Ścieżka jest jedna i taka sama, sami muszą naprawić to, co zaniedbali. Nie pytali fundacji wcześniej, jak postąpić, jakie poczynić kroki, więc konsekwencji swoich pomysłów nie mogą cedować na wolontariuszki, one nie stawiły się na wolontariat do oswajania dzikusów czy naprawiania błędów braku wyobraźni innych.
Ta interwencja to dosłownie perełka sytuacyjna, socjologiczna i edukacyjna jednocześnie.
Z zasady przeważnie umawiam się na spotkania. Żyjąc i prowadząc dwie działalności w jednej przestrzeni, szalenie ułatwia mi to planowanie każdego dnia.
Mało kto „ z buta” zagląda do fundacji, raczej są to wizyty umówione.
Któregoś dnia, tuż przed godziną 20, zabrzmiał dzwonek do jednej z furtek. Popatrzyliśmy na siebie pytająco z Maciejem: Czy czekasz jeszcze na kogoś? Oboje kręciliśmy przecząco głowami, ale ja, tknięta intuicją, jednak poszłam sprawdzić, kto i z jakim interesem przybywa.
Powitała mnie pani, w wieku podobnym, na moje pytanie, czy była umówiona ze mną, pokazała mi telefon, w nim wizytówkę w Googlach, mówiąc: Jest napisane „ open”, zatem uznałam, że nie muszę się umawiać.
Taaak- ni to stwierdzenie, ni zapytanie- mi się wyrwało.
Spojrzałam w jej telefon mówiąc: Ale tu jest open od 17-20, dlaczego akurat teraz?
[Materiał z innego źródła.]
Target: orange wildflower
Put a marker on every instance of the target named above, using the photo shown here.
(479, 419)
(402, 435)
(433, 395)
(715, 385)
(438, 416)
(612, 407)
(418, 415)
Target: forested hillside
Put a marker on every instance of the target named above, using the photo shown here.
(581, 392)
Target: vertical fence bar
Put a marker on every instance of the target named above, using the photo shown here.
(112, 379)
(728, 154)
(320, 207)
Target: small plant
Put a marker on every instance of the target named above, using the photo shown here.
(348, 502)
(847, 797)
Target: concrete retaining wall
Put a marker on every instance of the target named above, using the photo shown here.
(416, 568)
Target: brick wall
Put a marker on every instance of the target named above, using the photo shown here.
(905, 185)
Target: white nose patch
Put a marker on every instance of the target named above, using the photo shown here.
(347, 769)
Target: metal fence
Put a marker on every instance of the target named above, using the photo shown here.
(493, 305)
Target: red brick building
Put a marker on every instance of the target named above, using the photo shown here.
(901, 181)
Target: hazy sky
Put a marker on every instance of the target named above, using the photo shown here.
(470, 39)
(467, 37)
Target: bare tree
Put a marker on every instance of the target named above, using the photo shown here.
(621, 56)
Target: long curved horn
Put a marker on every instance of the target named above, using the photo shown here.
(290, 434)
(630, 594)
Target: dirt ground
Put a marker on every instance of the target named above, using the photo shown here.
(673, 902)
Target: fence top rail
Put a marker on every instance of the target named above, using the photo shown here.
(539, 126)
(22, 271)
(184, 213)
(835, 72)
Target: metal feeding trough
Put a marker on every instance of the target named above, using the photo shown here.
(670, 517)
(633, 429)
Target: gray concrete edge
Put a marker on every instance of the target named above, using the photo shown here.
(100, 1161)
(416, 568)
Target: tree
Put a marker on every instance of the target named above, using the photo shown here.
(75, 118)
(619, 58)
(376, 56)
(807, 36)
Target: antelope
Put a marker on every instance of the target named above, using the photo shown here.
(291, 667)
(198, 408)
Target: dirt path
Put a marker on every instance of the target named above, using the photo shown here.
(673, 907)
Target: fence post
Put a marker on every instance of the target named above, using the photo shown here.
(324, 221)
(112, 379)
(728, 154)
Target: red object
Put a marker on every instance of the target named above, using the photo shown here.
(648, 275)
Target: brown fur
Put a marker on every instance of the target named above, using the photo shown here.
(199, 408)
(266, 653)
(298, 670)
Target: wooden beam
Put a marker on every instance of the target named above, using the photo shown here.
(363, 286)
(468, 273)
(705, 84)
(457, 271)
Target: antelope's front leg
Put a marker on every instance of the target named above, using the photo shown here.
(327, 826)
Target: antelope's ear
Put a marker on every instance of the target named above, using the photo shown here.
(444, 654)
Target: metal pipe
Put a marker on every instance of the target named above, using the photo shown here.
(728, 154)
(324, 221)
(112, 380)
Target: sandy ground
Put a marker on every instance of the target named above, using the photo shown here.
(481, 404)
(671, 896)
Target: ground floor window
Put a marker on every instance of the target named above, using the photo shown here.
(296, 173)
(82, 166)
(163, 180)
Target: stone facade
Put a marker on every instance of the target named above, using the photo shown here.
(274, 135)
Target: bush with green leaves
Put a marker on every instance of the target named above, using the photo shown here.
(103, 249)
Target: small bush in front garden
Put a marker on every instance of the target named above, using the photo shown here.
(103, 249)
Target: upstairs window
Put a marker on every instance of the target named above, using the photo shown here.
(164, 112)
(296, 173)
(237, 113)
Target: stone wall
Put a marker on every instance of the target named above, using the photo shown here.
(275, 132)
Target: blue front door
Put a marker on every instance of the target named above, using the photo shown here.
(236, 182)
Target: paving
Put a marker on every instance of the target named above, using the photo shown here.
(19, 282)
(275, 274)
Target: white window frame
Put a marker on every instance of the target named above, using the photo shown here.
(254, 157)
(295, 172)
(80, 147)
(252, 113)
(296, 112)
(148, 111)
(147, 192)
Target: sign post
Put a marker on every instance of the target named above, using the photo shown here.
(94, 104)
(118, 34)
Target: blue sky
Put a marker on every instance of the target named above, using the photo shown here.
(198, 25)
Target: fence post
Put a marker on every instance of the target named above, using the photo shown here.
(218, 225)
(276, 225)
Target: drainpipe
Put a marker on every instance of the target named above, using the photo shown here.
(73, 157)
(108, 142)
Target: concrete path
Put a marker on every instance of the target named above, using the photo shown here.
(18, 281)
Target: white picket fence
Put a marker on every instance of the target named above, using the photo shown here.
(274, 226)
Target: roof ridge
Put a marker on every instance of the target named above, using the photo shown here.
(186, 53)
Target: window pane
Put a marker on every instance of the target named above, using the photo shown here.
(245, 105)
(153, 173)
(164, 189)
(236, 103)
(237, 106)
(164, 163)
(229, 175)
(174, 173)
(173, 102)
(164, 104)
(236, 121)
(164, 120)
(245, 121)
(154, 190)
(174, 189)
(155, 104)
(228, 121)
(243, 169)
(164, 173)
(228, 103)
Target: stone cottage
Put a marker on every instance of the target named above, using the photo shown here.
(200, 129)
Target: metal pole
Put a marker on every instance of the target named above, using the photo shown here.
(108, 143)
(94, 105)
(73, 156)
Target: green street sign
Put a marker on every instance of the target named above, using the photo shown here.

Nie można było ciut wcześniej?
Open to open!- po co dyskutować, zaczynała podnosić głos, u nas w Holandii takich faktów bardzo się przestrzega, wy wreszcie nauczcie się tego też!
Ale to jest wolontariat- dorzuciłam cicho i pomyślałam: Co za dziwna kobieta, jest Polką, a o drugiej mówi wy, nagle się wynarodowiła, bo pracuje na saksach, my też robimy reklamy w innych krajach, ale nie odbija nam palma!
Jednak skoro było „ open”, załatwiłam petentkę chłodno, ale skutecznie, firmowo czyli kocio.
Jeszcze tego samego dnia poprawiłam wizytówkę. Open jest od godzony 17 do 19. Weekend „ close”.
Minęło kilka dni, widać rodzina się naradziła, po klatki łapki przybyli jednak panowie, kobieta już mnie nie zaszczyciła.
Pomogłam z terminem sterylizacji, nauczyłam, jak podrostki kocie oswajać i w trakcie rozmowy wyniknął temat konieczności użyczenia kennela.
Mam świadomość pory roku oraz wieku kociaków i to, że zaczęła się znajomość krzywo, nie przekreśla intencji, czasem ludzie rzucają się na drugą osobę, jak upadnie ich niby misternie opracowany plan, znam te reakcje, wynikające z rozczarowania, ale i ze strachu, co począć dalej.
– Zapraszam po kennel- mówię do pana- może być nawet w sobotę, najlepiej koło 17.
Tym razem pojawiła się pani, ale już z kompletnie innym nastawieniem, brawo za odwagę po przykrym falstarcie.
Ewidentnie była zdziwiona terminem spotkania.
Musiałam, nie mogłam się opanować: – Widzi pani, tutaj panują inne obyczaje, nawet jak jest „ close”, to i tak jest „ open”, my po prostu kochamy koty i swoją robotę.